We should know what features were the most important for the model.

In [10]:
feature_importance = model.get_score(importance_type='gain')
sorted_features = sorted(feature_importance.items(), key=lambda x: x[1], reverse=True)
sorted_features

[('Contract', 95.80201721191406),
 ('InternetService', 18.635704040527344),
 ('tenure', 9.956835746765137),
 ('MonthlyCharges', 7.705359935760498),
 ('StreamingMovies', 3.7488601207733154),
 ('PhoneService', 3.5156948566436768),
 ('OnlineSecurity', 3.081786632537842),
 ('PaymentMethod', 3.0561161041259766),
 ('PaperlessBilling', 2.882417917251587),
 ('SeniorCitizen', 2.799180507659912),
 ('TotalCharges', 2.5629758834838867),
 ('Dependents', 2.230154037475586),
 ('StreamingTV', 2.1570193767547607),
 ('MultipleLines', 2.1305668354034424),
 ('OnlineBackup', 2.0984742641448975),
 ('TechSupport', 1.9024003744125366),
 ('gender', 1.508777141571045),
 ('Partner', 1.1581915616989136),
 ('DeviceProtection', 0.9851886630058289)]
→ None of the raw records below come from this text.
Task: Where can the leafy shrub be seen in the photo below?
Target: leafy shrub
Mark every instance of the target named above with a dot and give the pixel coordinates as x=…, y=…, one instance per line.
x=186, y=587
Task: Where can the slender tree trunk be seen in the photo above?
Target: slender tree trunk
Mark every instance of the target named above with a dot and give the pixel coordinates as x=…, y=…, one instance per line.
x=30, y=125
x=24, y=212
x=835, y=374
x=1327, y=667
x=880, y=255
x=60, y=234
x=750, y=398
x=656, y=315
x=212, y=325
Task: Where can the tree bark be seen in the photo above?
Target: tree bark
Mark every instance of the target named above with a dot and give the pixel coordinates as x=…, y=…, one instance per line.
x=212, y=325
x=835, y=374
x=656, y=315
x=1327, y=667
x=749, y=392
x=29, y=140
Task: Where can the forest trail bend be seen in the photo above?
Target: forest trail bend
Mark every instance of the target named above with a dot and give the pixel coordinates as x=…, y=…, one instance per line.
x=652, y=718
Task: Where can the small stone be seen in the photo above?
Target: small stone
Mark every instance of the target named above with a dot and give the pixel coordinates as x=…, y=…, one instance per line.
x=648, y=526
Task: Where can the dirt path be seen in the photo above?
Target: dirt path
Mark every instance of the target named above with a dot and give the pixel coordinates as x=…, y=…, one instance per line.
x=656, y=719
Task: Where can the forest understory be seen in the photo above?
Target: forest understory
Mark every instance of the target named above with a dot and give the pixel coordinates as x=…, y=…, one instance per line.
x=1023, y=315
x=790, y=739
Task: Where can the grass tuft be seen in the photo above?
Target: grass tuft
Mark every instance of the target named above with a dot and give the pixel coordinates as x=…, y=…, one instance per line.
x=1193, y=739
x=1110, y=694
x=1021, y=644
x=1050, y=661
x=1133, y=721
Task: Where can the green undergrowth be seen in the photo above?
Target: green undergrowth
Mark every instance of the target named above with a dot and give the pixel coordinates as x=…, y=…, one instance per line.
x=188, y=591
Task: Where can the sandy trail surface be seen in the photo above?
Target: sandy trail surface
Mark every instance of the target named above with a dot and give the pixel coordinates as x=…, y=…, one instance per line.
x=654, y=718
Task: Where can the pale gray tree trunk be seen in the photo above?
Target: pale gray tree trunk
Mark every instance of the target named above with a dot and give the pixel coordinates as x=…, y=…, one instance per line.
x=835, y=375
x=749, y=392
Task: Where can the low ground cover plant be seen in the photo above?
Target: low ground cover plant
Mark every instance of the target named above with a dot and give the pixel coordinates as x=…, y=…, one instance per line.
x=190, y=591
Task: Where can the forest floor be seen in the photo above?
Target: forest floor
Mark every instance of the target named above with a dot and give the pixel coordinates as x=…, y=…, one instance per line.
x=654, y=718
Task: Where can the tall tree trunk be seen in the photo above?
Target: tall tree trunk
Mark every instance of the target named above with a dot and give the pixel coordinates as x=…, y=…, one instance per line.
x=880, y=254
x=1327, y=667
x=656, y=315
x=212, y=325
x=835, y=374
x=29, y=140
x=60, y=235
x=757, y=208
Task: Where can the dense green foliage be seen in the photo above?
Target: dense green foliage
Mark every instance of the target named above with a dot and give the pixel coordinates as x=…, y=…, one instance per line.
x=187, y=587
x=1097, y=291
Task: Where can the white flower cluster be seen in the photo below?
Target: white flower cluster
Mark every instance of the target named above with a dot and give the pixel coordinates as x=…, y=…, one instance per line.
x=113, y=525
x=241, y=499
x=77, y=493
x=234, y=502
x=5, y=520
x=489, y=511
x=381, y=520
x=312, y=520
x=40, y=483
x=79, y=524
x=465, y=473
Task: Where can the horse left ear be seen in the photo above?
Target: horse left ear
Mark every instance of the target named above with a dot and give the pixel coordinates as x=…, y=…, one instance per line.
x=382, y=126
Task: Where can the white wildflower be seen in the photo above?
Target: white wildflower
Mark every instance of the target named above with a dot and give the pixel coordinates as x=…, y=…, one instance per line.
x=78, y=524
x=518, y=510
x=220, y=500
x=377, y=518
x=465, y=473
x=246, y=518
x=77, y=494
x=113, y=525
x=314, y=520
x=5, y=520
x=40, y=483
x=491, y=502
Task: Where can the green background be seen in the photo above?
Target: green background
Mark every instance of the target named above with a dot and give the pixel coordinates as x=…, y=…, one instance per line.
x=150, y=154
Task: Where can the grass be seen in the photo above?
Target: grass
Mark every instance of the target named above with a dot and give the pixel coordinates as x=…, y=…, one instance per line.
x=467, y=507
Finally, let's find out how each unique value of the most important feature contributed to the model's predictions:

In [14]:
most_important_feature = sorted_features[0][0]

test_data_with_labels = test_data.copy()
test_data_with_labels['Churn'] = test_labels
test_data_with_labels['Predictions'] = predictions

for i in test_data[most_important_feature].unique():
    segment = test_data_with_labels[test_data_with_labels[most_important_feature] == i]
    accuracy_segment = accuracy_score(segment['Churn'], segment['Predictions'])
    print(f'Value: {i}, Segment Accuracy: {accuracy_segment}')
    print(f'Churn distribution for value {i}:\n{segment["Churn"].value_counts(normalize=True)}')
    print(f'Predictions distribution for value {i}:\n{segment["Predictions"].value_counts(normalize=True)}\n')

Value: 1, Segment Accuracy: 0.9022082018927445
Churn distribution for value 1:
Churn
0    0.902208
1    0.097792
Name: proportion, dtype: float64
Predictions distribution for value 1:
Predictions
0.0    1.0
Name: proportion, dtype: float64

Value: 0, Segment Accuracy: 0.6658064516129032
Churn distribution for value 0:
Churn
0    0.56129
1    0.43871
Name: proportion, dtype: float64
Predictions distribution for value 0:
Predictions
0.0    0.624516
1.0    0.375484
Name: proportion, dtype: float64

Value: 2, Segment Accuracy: 0.9716088328075709
Churn distribution for value 2:
Churn
0    0.971609
1    0.028391
Name: proportion, dtype: float64
Predictions distribution for value 2:
Predictions
0.0    1.0
Name: proportion, dtype: float64



From the output we can clearly see that customers with Month-to-month contract type are most likely to churn.